Returns an object of the class GroupedDataFrame
- Params group_keys:
A string or list of strings containing the names of the columns to be grouped.
- Returns:
A dictionary of dataframes grouped by the values of the columns provided to group_keys. Each key of the dictionary is a tuple of values taken by the columns in group_keys.
- Return type:
- Raises:
InvalidKeyError – if one of the provided keys does not match any column of the dataframe.
- aggregate(maps: Tuple[Callable, Tuple[str, ...], Tuple[str, ...] | None] | List[Tuple[Callable, Tuple[str, ...], Tuple[str, ...] | None]]) DataFrame [source]¶
Perform aggregation of of columns of a dataframe according to some aggregation maps and returns a new dataframe with a single row.
This function returns a DataFrame object with a single row containing the results of the aggregation maps.
- Params maps:
Either an element of type Map or a list of elements of type Map. A Map is a tuple with signature Tuple[Callable, Tuple[str, …], Optional[Tuple[str, …]]]. - The first element is a Callable[[List[Any]], Union[Any,Tuple[Any,…]]] that must take a list of all values of a given column in the dataframe.
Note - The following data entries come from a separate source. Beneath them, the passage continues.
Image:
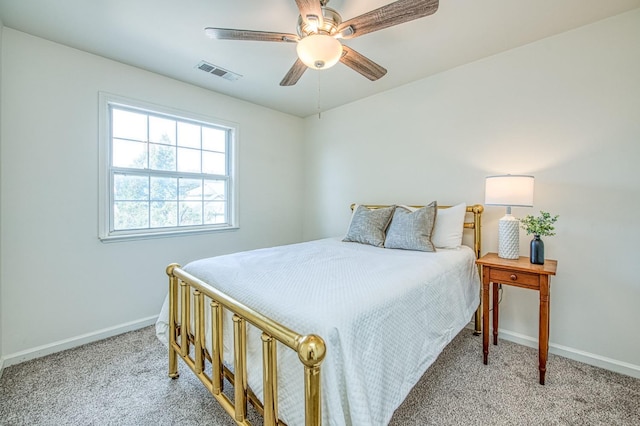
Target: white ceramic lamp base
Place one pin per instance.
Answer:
(509, 237)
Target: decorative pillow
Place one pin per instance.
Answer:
(411, 230)
(368, 226)
(447, 233)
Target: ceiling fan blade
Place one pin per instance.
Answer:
(395, 13)
(294, 74)
(361, 64)
(231, 34)
(310, 11)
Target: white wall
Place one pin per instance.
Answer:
(58, 280)
(565, 109)
(1, 357)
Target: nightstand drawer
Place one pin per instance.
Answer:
(514, 277)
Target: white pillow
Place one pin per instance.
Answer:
(447, 232)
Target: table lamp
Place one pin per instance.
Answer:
(509, 191)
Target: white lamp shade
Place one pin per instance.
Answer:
(509, 190)
(319, 51)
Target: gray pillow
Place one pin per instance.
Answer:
(368, 226)
(412, 230)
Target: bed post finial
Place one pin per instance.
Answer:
(311, 351)
(171, 267)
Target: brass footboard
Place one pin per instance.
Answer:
(184, 341)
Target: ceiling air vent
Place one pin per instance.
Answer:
(217, 71)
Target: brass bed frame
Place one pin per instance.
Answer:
(190, 345)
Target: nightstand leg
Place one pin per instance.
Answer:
(485, 316)
(496, 304)
(543, 327)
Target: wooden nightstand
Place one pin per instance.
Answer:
(520, 273)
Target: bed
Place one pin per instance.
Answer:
(368, 320)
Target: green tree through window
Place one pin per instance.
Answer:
(167, 173)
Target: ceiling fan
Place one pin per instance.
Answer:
(320, 29)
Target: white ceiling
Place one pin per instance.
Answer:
(167, 37)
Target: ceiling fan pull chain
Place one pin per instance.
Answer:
(319, 111)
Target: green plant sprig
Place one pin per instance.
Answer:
(541, 225)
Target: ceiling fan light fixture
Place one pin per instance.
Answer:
(319, 51)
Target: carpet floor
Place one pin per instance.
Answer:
(122, 381)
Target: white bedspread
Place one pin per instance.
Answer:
(384, 314)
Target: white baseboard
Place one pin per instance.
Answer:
(575, 354)
(73, 342)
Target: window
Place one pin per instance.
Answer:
(163, 172)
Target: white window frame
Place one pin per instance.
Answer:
(106, 231)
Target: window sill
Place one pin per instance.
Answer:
(162, 234)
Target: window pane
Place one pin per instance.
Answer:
(129, 154)
(214, 190)
(130, 215)
(164, 189)
(214, 163)
(190, 189)
(129, 125)
(189, 135)
(130, 187)
(189, 160)
(214, 139)
(162, 157)
(190, 213)
(162, 130)
(164, 214)
(214, 212)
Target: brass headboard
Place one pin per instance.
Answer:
(475, 224)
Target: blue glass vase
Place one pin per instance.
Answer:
(536, 254)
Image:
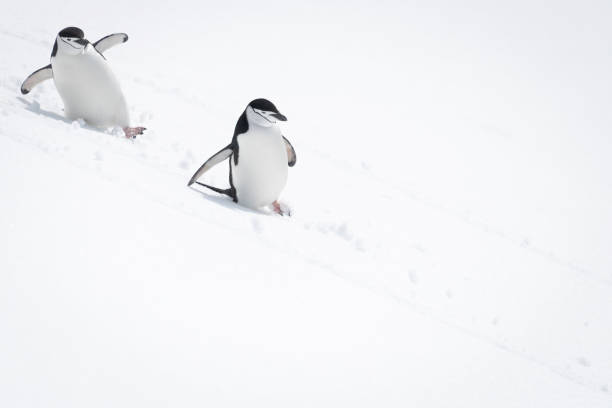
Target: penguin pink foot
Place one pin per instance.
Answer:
(281, 209)
(131, 133)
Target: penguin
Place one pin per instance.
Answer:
(84, 80)
(259, 158)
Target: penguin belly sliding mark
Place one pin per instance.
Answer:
(259, 156)
(88, 87)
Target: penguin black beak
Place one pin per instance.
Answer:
(279, 116)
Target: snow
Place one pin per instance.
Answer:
(451, 228)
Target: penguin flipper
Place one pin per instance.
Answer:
(36, 78)
(213, 161)
(110, 41)
(291, 156)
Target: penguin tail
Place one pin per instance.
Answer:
(231, 192)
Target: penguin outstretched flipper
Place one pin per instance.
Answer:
(110, 41)
(36, 78)
(291, 156)
(216, 158)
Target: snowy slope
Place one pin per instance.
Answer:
(451, 198)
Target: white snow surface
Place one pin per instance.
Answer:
(452, 209)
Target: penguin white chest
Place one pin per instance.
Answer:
(261, 173)
(89, 89)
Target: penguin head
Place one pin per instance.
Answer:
(70, 41)
(262, 112)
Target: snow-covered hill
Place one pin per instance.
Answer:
(450, 243)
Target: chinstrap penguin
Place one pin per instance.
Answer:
(259, 155)
(88, 87)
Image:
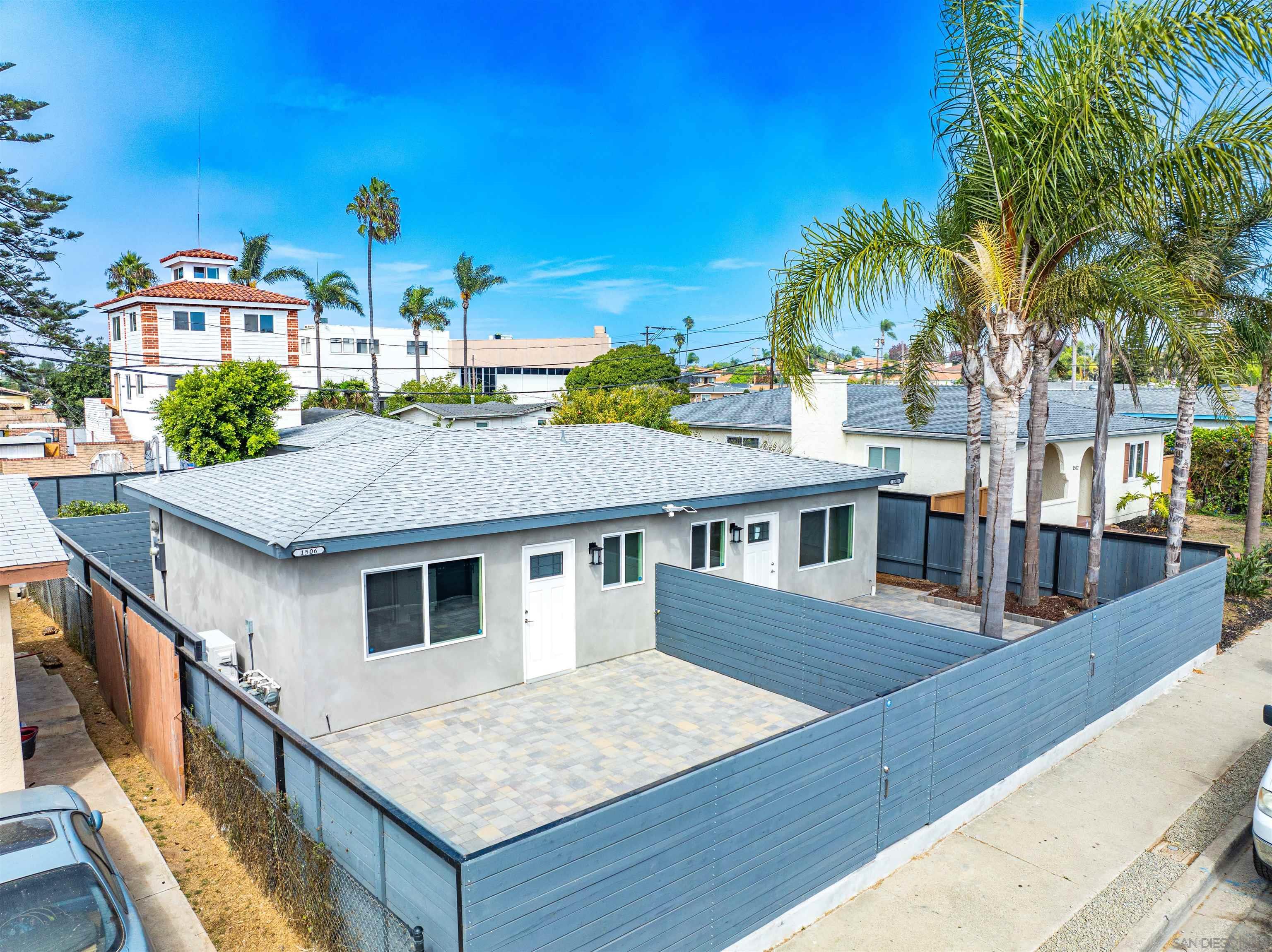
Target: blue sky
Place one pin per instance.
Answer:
(621, 164)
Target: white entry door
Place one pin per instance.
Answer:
(547, 576)
(760, 565)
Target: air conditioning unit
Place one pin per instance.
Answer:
(222, 654)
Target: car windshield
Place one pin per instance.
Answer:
(59, 911)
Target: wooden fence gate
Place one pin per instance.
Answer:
(156, 679)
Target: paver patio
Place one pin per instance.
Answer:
(488, 768)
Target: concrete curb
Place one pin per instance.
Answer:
(1204, 874)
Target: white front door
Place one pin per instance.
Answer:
(760, 565)
(547, 576)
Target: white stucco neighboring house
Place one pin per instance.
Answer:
(867, 425)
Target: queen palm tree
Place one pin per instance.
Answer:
(379, 219)
(129, 274)
(251, 265)
(471, 283)
(332, 290)
(1032, 183)
(422, 309)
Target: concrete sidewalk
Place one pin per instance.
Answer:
(1014, 876)
(67, 755)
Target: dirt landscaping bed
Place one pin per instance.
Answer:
(233, 911)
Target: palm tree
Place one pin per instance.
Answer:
(422, 309)
(379, 219)
(1035, 182)
(471, 283)
(251, 265)
(332, 290)
(129, 274)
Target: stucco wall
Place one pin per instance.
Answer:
(310, 611)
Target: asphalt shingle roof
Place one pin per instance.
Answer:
(878, 407)
(423, 483)
(342, 430)
(26, 536)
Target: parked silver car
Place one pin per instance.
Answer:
(59, 889)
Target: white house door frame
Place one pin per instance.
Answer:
(547, 602)
(760, 550)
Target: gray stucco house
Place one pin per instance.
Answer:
(426, 565)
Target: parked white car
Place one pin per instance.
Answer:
(1264, 816)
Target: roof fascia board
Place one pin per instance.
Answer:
(406, 537)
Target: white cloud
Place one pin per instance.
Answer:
(735, 265)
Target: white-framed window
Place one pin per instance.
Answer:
(423, 606)
(188, 321)
(826, 536)
(1135, 461)
(622, 560)
(706, 546)
(884, 458)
It must reduce the list into a single element of arbitrary type which is stored as the value of a single output column in a dataframe with a single row. - The second element of the Map tuple represents the list of columns in the dataframe on which the map is applied columnwise. - The third element reprensents the optional name of the output columns.
- Returns:
A DataFrame object containing the result of the aggregation maps.
- Return type:
- Raises:
InvalidMapError – if the maps are not of type List[Map] or Map.
- apply(maps: Tuple[Callable, Tuple[str, ...], Tuple[str, ...] | None] | List[Tuple[Callable, Tuple[str, ...], Tuple[str, ...] | None]], map_type='Generic') DataFrame [source]¶
Applies a generic map or list of maps to a dataframe.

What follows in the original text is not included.